Some arguments for this calculation: Suppose that you have $m<\left\lceil\frac{b-a}{c}\right\rceil$ open intervals of length $c$. Then the complement of the union of these intervals contains a (nonempty) interval $I_0$. Because the sets $S_1,A,S_2$ are dense in $[a,b]$, there would be points in $S_1,A,S_2$ which would be in $I_0$ and therefore not covered by the $m$ open intervals.

As a consequence, of the results for $\mu^*$, we get $$ \mu_*(c,S_1)=\mu^*(c,A)-\mu^*(S_2)=0, \\ \mu_*(c,S_2)=\mu^*(c,A)-\mu^*(S_1)=0, \\ \mu_*(c,A)=\mu^*(c,A)-\mu^*(c,\emptyset)=\mu^*(c,A). $$ Then it turns out that your set function is not well-defined for $S_1$ and $S_2$: We have $$ \lim_{c\to0}\mu^*(c,S_1) = \lim_{c\to0}\mu^*(c,S_2) = \lim_{c\to0} c\left\lceil\frac{b-a}{c}\right\rceil = b-a, $$ but also $$ \lim_{c\to0}\mu_*(c,S_1) = \lim_{c\to0}\mu_*(c,S_2) = 0. $$

Additional questions after this answer was started:

When $A=[a,b]$, does my set function of $S$ equal the Lebesgue measure of $S$.

I think this is not the case. There one can construct a set $S\subset A$ that is dense, Lebesgue measurable and has measure zero, but unlike $\mathbb Q$ is uncountable. Then the set function would be undefined again for this set.

If $A=\mathbb{Q}$ could we solve $\lim_{c\to 0} \mu(c,S)$ by doing the following: Take elements of $S$ that have $n$ decimal places. Take $\lim\limits_{c\to 0}\mu$ of these elements as $n\to\infty$. If we cannot do this, how can we change my definition of $\lim\limits_{c\to 0}\mu(c,S)$ so this is possible.

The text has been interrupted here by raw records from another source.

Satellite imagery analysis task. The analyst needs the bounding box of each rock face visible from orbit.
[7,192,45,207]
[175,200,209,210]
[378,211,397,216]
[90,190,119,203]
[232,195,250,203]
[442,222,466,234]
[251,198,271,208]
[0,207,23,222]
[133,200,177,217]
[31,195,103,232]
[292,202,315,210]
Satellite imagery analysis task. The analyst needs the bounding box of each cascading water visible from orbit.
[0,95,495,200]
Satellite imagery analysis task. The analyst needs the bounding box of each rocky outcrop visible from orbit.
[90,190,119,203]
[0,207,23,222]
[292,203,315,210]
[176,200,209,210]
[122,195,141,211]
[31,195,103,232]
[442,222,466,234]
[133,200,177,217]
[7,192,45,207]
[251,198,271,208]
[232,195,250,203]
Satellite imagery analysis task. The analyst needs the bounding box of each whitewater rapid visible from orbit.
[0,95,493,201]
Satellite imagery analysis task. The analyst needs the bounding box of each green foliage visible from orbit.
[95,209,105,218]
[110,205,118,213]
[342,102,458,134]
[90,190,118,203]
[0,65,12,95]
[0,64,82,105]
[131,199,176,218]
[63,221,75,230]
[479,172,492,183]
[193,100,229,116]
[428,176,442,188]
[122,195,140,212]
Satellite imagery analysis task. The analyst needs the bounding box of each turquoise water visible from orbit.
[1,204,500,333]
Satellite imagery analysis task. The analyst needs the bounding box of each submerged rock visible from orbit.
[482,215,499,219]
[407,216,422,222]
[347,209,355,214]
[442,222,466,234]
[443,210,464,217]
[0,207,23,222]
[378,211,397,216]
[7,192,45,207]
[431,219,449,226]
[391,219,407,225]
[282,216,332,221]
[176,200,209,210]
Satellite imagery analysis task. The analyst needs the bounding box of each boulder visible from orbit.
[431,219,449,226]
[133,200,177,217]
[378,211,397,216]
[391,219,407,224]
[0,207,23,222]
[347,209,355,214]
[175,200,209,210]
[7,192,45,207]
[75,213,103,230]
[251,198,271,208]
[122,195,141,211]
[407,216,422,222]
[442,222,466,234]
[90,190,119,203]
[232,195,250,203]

If we only take $\mu(c,\cdot)$ for the elements that have at most $n$ decimal places, then we would only take $\mu(c,F)$ for sets $F$ that are finite. If we then take the limit $c\to0$, we get $0$, which is probably not desirable.

I am not sure how to change the definition of $\lim_{c\to0}\mu(c,S)$ to get desirable properties. Maybe you should try Hausdorff measures. These have the nice properties that they are measures.